As Congress puts together the big tax bill, CRS just produced another reminder of why making the Section 199A pass-through deduction permanent needs to be part of the package. This chart says it all:
The rates reflected here are important because they measure the overall tax burden imposed on new investment. As CRS notes: “The marginal effective tax rate (METR) is a forward-looking measure that estimates… the share of the rate of return on a prospective investment that is paid in taxes over the life of that investment.”
So under current law, C corporations enjoy a marginal effective tax rate that’s a full one-quarter lower than the rate paid by pass-through businesses organized as S corporations, partnerships, and LLCs. That’s now, with 199A in place. If we go off the cliff, that gap is going to grow dramatically.
What parameters did CRS use to drive these numbers? Here’s the statutory rates they used:
And here are their estimates for effective rates on corporate dividends and capital gains:
A couple points of emphasis. First, the rate estimates include all pass-through income, so the 28 percent statutory rate is a blend reflecting all the individual rates, including the lower rates paid by small pass-through businesses. For companies whose owners pay the top rates, the gap is larger.

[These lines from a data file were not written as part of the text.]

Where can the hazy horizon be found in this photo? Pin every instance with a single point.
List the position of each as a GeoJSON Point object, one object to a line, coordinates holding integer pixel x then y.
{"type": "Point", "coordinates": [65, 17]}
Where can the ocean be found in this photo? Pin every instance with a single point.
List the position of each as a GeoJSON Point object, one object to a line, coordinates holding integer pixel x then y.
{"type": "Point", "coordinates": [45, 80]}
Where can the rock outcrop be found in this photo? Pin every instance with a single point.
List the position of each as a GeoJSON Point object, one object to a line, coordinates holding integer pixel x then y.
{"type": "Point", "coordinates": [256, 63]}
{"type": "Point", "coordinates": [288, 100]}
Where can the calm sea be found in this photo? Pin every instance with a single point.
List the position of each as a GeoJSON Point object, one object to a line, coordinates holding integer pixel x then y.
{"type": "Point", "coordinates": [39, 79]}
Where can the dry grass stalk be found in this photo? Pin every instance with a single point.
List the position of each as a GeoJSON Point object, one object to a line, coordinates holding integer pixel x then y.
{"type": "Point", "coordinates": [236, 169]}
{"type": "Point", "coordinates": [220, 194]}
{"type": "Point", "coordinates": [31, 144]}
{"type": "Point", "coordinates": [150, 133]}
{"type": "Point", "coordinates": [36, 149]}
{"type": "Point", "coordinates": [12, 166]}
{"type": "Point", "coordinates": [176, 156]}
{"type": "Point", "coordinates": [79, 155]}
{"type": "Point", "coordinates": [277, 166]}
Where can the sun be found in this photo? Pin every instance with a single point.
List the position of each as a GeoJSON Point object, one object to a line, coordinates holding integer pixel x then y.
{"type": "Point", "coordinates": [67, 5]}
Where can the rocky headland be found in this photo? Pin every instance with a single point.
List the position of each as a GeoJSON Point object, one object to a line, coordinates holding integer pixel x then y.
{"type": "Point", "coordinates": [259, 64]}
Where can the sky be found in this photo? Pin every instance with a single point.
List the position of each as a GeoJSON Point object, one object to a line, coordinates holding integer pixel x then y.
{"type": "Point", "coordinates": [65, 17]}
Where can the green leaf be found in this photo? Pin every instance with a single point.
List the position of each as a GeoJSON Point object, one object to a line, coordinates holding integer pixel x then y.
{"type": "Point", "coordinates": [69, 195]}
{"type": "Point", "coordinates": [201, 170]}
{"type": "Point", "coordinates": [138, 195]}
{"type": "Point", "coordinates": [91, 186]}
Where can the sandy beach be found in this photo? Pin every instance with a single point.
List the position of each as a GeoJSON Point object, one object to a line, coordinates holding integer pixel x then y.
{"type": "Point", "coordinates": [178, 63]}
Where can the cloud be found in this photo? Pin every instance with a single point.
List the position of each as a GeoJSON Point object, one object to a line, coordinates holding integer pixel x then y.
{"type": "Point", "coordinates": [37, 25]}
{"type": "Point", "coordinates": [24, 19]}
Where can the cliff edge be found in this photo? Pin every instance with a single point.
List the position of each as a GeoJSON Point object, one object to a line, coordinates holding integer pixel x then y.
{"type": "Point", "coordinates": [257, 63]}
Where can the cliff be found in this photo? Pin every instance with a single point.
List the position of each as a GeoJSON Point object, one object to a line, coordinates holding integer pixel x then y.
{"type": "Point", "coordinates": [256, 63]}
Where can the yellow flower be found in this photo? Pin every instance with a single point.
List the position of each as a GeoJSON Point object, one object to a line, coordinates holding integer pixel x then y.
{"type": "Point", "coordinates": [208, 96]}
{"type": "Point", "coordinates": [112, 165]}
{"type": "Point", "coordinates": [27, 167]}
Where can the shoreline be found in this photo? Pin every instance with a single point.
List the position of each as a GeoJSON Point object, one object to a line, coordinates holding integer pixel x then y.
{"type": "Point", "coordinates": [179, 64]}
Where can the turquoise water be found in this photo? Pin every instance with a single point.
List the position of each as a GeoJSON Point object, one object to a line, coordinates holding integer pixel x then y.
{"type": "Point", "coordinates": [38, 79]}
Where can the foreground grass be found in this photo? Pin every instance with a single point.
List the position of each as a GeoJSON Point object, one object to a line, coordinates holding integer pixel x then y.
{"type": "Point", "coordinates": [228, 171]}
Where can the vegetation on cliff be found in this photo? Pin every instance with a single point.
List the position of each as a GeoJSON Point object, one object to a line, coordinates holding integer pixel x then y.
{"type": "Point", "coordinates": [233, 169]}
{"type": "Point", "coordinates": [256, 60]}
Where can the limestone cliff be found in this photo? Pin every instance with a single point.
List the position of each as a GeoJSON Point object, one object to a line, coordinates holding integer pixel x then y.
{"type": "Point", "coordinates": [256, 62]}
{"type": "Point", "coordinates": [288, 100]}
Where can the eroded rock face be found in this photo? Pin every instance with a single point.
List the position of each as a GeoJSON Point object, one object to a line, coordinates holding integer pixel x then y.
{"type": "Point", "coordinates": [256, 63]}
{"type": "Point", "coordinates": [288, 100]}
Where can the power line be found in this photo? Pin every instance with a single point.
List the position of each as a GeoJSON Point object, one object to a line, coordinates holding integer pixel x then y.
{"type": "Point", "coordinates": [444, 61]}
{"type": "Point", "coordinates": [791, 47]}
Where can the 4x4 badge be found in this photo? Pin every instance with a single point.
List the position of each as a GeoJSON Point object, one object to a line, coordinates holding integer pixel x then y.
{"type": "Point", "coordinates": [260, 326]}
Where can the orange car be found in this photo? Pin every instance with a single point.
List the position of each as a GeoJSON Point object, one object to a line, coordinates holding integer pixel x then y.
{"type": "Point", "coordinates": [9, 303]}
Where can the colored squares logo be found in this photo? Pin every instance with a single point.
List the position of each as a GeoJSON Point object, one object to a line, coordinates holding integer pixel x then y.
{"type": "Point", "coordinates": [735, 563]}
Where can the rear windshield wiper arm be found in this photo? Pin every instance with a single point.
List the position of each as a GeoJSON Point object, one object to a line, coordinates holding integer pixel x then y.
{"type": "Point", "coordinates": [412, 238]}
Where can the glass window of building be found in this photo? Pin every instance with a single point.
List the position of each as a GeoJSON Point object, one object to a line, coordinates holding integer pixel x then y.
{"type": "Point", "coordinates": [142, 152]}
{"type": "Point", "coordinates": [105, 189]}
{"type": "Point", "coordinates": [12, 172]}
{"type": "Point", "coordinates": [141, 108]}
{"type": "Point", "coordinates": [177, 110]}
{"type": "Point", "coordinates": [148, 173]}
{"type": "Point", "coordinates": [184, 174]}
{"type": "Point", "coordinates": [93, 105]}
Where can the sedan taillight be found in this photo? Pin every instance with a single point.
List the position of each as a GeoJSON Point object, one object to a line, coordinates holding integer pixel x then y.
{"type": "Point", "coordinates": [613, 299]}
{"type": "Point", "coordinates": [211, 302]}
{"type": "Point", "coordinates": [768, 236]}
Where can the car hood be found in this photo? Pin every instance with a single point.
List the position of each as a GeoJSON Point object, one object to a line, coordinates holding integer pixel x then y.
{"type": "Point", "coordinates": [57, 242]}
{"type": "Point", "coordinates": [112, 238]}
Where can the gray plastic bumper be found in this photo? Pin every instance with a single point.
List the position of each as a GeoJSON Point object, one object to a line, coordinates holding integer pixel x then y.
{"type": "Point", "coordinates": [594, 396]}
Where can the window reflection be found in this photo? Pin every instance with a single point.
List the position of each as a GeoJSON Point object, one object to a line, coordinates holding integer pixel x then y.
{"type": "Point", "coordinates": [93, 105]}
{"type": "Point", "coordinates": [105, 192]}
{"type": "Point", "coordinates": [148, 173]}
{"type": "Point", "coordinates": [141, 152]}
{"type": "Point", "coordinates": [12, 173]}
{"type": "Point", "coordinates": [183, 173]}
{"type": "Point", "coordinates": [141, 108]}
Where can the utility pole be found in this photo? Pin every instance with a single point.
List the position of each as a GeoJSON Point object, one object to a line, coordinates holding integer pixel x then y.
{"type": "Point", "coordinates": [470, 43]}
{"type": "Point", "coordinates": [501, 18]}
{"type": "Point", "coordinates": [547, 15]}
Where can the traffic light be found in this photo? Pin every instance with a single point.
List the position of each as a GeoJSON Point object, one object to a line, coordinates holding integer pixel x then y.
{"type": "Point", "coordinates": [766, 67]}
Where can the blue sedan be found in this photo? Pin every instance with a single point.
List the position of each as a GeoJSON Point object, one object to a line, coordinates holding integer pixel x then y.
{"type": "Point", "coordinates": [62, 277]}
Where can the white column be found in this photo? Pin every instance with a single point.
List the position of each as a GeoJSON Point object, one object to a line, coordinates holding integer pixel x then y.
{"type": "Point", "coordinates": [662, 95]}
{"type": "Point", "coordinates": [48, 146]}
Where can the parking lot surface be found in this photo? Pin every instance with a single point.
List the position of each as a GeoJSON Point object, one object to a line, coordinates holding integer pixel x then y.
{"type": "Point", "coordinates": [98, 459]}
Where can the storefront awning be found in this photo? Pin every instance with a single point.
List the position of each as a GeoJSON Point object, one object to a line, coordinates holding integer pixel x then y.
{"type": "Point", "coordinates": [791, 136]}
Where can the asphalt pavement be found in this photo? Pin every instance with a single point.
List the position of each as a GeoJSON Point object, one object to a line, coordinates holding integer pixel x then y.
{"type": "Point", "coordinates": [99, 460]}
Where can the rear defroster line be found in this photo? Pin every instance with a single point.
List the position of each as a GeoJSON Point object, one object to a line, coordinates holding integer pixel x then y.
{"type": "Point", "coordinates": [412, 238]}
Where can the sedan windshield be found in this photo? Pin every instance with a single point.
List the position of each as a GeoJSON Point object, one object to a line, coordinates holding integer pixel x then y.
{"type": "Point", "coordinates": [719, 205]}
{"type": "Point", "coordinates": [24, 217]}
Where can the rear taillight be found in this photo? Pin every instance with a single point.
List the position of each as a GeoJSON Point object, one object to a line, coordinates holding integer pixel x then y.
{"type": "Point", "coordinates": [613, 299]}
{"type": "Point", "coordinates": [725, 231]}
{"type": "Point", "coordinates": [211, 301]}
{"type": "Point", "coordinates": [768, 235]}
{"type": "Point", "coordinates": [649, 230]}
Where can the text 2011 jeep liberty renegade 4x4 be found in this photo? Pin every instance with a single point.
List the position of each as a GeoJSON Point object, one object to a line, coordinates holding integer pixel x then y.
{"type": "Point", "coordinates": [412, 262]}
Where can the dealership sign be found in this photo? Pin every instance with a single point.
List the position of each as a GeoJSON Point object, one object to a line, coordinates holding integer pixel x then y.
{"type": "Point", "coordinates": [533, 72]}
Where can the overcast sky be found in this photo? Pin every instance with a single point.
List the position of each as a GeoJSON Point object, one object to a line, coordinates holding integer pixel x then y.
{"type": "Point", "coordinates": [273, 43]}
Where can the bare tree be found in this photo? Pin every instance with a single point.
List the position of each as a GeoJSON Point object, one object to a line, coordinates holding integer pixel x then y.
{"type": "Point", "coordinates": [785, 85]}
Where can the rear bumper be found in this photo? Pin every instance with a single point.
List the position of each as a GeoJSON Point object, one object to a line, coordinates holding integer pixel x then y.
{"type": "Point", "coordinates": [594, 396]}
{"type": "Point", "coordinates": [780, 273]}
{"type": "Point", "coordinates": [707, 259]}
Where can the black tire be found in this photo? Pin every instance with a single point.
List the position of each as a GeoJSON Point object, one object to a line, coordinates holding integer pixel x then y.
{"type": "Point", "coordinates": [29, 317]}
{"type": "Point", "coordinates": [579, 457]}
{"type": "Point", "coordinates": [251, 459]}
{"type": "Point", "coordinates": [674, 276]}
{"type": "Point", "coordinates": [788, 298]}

Second, the table shows the effective rates on corporate dividends and capital gains are just above 3 percent, or a fraction of the 23.8 percent statutory rate. That is largely due to all those C corporation shareholders who don’t pay taxes, the low percentage of corporate income paid out as dividends, and the deferral benefit of capital gains.
These low rates also explain why the double tax hits family businesses hard. Public C corporations enjoy discounted rates because so many of their shareholders pay little or no tax, whereas the owners of family businesses are almost always full taxpayers. They really do pay the full double tax.
So just in time for the tax debate, our friends at CRS provide strong evidence as to why Congress needs to act. Absent 199A and rate permanence, Main Street businesses just won’t be able to compete.